Um cibercriminoso conseguiu comprometer diversos órgãos governamentais do México após manipular o chatbot Claude, desenvolvido pela Anthropic, e utilizá lo como assistente na invasão.

O ataque, que segundo a Bloomberg se estendeu por aproximadamente um mês, permitiu a exfiltração de 150 GB de dados sensíveis, incluindo registros fiscais, cadastros eleitorais, credenciais de servidores públicos e documentos de órgãos estaduais e municipais.

Como o ataque foi realizado

Um cibercriminoso utilizou uma série de prompts redigidos em espanhol para convencer o modelo a agir como um “hacker de elite”. Embora as intenções maliciosas tenham sido inicialmente detectadas e bloqueadas pelo chatbot, o criminoso conseguiu realizar um jailbreak após várias tentativas e driblou as barreiras de segurança desse modelo de inteligência artificial.

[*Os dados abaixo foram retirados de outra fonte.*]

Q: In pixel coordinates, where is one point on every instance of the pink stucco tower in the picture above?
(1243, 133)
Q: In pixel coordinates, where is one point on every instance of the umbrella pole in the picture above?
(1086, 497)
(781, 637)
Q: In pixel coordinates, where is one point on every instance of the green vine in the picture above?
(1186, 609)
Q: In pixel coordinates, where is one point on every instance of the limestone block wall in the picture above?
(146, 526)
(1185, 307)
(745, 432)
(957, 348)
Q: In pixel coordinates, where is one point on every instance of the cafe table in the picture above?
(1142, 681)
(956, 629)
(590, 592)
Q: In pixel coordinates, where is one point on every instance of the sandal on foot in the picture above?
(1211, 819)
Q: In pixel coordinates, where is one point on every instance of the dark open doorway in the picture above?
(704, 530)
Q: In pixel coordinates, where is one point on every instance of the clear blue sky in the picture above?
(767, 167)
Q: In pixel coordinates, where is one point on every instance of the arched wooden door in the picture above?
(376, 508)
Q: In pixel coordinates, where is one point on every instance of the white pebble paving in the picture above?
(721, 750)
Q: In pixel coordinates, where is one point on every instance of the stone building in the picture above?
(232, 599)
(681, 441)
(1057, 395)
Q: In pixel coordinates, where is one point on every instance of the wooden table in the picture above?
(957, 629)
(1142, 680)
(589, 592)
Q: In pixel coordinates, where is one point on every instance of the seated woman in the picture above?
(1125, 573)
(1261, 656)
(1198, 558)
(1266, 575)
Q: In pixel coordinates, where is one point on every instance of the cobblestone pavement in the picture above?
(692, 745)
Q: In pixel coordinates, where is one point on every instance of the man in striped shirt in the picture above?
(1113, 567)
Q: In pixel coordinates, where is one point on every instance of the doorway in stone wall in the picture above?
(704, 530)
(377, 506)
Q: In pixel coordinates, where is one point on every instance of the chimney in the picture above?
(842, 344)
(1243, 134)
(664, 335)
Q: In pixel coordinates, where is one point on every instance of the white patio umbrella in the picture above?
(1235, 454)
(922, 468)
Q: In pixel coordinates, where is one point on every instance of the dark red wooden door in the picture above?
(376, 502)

Uma vez superadas essas limitações, o chatbot Claude passou a gerar instruções detalhadas, incluindo:

  • Identificação de vulnerabilidades em redes governamentais.
  • Geração de scripts de exploração.
  • Automação do roubo de informações.
  • Planejamento de movimentação lateral.
  • Milhares de comandos prontos para execução em sistemas comprometidos.

Quando Claude encontrava limitações técnicas ou se recusava a continuar, o cibercriminoso recorria ao ChatGPT como apoio adicional para refinar táticas, ajustar técnicas de movimentação lateral e avaliar riscos de detecção, segundo informou a empresa de cibersegurança Gambit Security.

A Anthropic confirmou que interrompeu a atividade, proibiu as contas envolvidas e reforçou os controles de seu modelo mais recente, Claude Opus 4.6, projetado para detectar tentativas de exploração. A OpenAI também afirmou ter identificado e bloqueado usos indevidos relacionados.

Entre o material roubado estão:

  • Aproximadamente 195 milhões de registros fiscais.
  • Informações do cadastro eleitoral.
  • Credenciais e dados de servidores públicos.

IA ofensiva e defensiva: uma corrida em aceleração

Ferramentas como o Claude Code podem transformar um cibercriminoso sem experiência em um operador capaz de agir no ritmo e na escala de um grupo criminoso organizado. Ao mesmo tempo, a IA também vem fortalecendo as defesas, permitindo detectar ciberataques potencializados por modelos generativos.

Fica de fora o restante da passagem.